Consider sunlight, for example, which has passed through a polarizing filter and frequency filter, so that only waves with wave numbers very close to $k_0$ are allowed to pass through. Since sunlight is totally incoherent, it seems reasonable to model the signal as a sum of sine waves $E_\alpha(x,t)=A_\alpha\sin(k_0x-\omega_0t+\phi_\alpha),$ where $E$ is the electric field in the direction of the polarizing filter, $\omega_0=ck_0$, $A_\alpha$ is a random amplitude, and $\phi_\alpha$ is a random phase shift. If the light were coherent, then the $\phi_\alpha$'s would all be identical; so it seems reasonable that for "maximal incoherence" the $\phi$'s and $A_\alpha$'s would be different and uniformly distributed. But then for every component with phase shift $\phi$ and amplitude $A$, there exists a wave $A_\alpha\sin(k_0x-\omega t-\phi-\pi)$, which cancels the original. Hence all components cancel and there is no wave (spectrometer detects nothing).
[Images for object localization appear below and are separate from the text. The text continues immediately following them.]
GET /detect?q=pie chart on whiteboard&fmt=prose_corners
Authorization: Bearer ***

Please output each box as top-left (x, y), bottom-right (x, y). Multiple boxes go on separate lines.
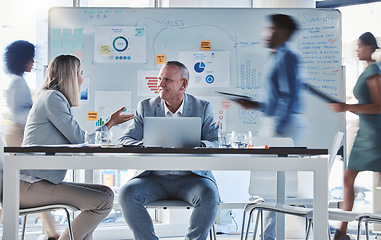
top-left (194, 62), bottom-right (206, 73)
top-left (113, 36), bottom-right (128, 52)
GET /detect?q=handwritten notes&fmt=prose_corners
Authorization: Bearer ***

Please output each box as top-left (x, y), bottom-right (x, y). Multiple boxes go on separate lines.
top-left (156, 54), bottom-right (167, 64)
top-left (298, 12), bottom-right (341, 99)
top-left (88, 111), bottom-right (98, 121)
top-left (201, 41), bottom-right (211, 50)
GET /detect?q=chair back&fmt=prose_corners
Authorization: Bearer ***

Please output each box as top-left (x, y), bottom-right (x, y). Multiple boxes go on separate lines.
top-left (248, 137), bottom-right (296, 199)
top-left (0, 131), bottom-right (6, 202)
top-left (328, 131), bottom-right (344, 175)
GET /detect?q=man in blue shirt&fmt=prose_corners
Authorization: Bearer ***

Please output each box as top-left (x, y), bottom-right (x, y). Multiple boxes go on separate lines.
top-left (118, 61), bottom-right (220, 240)
top-left (234, 14), bottom-right (308, 240)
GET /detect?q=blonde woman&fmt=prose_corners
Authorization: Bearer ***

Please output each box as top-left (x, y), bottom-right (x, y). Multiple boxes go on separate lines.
top-left (21, 55), bottom-right (134, 240)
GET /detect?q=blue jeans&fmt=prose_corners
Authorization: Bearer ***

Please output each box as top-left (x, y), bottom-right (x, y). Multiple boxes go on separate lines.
top-left (263, 211), bottom-right (276, 240)
top-left (118, 173), bottom-right (220, 240)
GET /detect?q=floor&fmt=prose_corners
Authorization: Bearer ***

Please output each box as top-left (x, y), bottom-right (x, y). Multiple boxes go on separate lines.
top-left (13, 228), bottom-right (381, 240)
top-left (5, 214), bottom-right (380, 240)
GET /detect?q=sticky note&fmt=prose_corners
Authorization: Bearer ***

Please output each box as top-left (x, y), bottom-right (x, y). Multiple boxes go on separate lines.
top-left (51, 28), bottom-right (62, 38)
top-left (51, 50), bottom-right (62, 59)
top-left (135, 27), bottom-right (145, 37)
top-left (51, 39), bottom-right (61, 50)
top-left (156, 54), bottom-right (166, 64)
top-left (101, 45), bottom-right (111, 55)
top-left (73, 39), bottom-right (83, 50)
top-left (201, 41), bottom-right (211, 50)
top-left (73, 50), bottom-right (84, 61)
top-left (62, 28), bottom-right (73, 38)
top-left (62, 39), bottom-right (72, 49)
top-left (73, 28), bottom-right (83, 38)
top-left (88, 111), bottom-right (98, 121)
So what's the flaw here? I'm guessing the model of incoherent light is where the problem lies, but maybe it's in the reasoning. I'm also curious whether or not the answer necessarily relies on quantum mechanics.
Since there are some votes to close based on the proposed duplicate, I'll just say that both questions get at the same idea, but I think mine (which could also have focused on polarization) is more specific, since I'm asking for a precise model and whether quantum physics is a necessary part of the explanation.
From what I can tell, the answers to the linked question do not address these points.